# Means and Standard Deviations as Lengths

When we talk about quality control we hear about distributions, such as the poisson, hypergeometric, binomial, normal, “t”, chi-squared and “F”. How complicated!

And we are told to worry about things being independent, are inundated with words like variance, mean, median, mode, standard deviation, whether the standard deviation is homo or hetroscedastic (whether the standard deviation is constant or not), confidence limits, and such things as Type I error, Type II error, null hypothesis etc. It cannot be denied that all of these have their place. However, to get to the basics, all we are really trying to do is measure lengths. Statistics is really simply analytical geometry or linear algebra, depending on one’s outlook. Let’s look at the mean and standard deviation.

**Mean **(one type of average). We are told that it is the first moment around the origin.

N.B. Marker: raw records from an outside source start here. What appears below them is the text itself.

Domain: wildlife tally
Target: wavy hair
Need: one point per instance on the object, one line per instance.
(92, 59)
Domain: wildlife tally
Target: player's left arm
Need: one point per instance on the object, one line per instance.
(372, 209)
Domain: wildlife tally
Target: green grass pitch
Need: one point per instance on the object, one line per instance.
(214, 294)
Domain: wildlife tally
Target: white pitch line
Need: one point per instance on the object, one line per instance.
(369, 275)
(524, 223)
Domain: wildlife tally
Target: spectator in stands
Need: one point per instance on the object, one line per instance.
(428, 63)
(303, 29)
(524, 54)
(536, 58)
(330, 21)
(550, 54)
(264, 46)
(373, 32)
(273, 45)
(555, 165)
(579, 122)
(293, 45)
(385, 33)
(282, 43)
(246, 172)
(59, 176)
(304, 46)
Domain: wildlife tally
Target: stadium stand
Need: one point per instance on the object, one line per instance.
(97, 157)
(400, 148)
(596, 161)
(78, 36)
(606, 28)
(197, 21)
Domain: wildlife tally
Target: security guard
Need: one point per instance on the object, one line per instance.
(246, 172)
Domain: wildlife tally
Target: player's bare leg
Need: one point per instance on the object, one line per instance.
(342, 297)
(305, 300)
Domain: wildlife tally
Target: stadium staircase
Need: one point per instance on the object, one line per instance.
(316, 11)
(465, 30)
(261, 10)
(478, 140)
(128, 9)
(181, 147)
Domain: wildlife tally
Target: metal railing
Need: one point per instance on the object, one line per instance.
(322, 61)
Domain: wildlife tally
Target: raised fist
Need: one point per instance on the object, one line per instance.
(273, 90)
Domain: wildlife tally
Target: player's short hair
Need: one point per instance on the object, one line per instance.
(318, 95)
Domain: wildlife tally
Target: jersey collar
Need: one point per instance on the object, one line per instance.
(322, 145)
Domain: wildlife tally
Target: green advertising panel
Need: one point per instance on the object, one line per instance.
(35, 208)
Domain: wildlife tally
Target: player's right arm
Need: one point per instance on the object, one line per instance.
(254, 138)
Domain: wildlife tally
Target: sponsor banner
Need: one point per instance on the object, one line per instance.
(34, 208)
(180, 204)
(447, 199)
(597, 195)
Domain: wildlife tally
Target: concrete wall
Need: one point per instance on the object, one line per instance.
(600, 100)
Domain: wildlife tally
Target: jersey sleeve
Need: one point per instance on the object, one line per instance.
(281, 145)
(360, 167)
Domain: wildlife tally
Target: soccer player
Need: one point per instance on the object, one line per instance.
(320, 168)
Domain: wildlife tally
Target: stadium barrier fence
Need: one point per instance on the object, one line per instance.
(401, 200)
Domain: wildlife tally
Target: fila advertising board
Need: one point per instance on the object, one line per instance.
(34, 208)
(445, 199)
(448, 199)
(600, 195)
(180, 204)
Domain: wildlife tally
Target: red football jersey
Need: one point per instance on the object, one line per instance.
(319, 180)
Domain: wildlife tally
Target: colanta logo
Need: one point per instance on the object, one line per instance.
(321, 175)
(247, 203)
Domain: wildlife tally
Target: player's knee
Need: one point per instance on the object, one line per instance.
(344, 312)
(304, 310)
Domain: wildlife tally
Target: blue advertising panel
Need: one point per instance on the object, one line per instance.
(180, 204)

Mathematically it is the integral of xf(x)dx between some limits where f(x) is some distribution function. Yet it is still length.

Consider a set of “n” data points, **X**= (x_{1,} x_{2, }—, x_{n}). Then visualize a graph of n dimensions with a single location, **X,** representing those data. Also visualize a line in that n dimensional space that is equidistant from each axis, i.e. It goes through (1,1,—–,1) etc. Drop a line perpendicular from **X** to that equidistant line. Call that point **M**=(µ, µ,—-, µ). Divide every point by the square root of n, the number of data points to introduce the number of tests into our considerations.

The line (**δ** ) from the **X** to **M** would be the vector (x_{1}– µ_{,} x_{2}– µ_{, }—, x_{n}– µ) while the line (**µ**) from the origin to M would be the vector (µ, µ,—-, µ). Since the two lines are perpendicular, their scalar (or inner or dot) product would be zero:

((µ, µ,—-, µ))·((x_{1}– µ, x_{2}– µ,—, x_{n}– µ)/ )= 0

x_{1,} + x_{2, }+—-,+ x_{n} – nµ = 0

**µ**= (x_{1,} + x_{2, }+—-, + x_{n})/n, which is identical to the form for the mean.

That is, the **length** of the line **µ** from the origin to M is equal in value to the mean of the data points.

**Standard Deviation. **The length of the line, **δ**, from **X** to **M** is the square root of (1/n)*((x_{1})^{2}+ (x_{2})^{2}+—-,+ (x_{n})^{2} – nµ^{2}). (1/n)*(x_{1})^{2}+ (x_{2})^{2}+—-,+ (x_{n})^{2} is the square of the length of the line from the origin to the data, **X, ** while (1/n)*(nµ^{2}) is the square of the length from the origin to the point of **M**.

**δ** = ((1/n)*((x_{1})^{2}+ (x_{2})^{2}+—-, + (x_{n})^{2} -nµ^{2}))^{0.5}

Thus the equation of the **length **of the line **δ** is identically to one of the equations used for calculating standard deviations (where the standard deviation is not a random variable. If the sample standard deviation (**s**) is a random variable, 1/n would be replaced with 1/(n-1)).

**Rulers. **To measure lengths we need a ruler. We use miles in the United States, in Canada they use kilometers while in Russia, the Verst may be used. In statistics the ruler used is the length, “**δ**”, if the standard deviation is known or, “**s**” if the standard deviation is a random variable.

The many terms mentioned above and the sophistication of the mathematics are important in establishing the reliability of the data, still, basically we are only measuring lengths.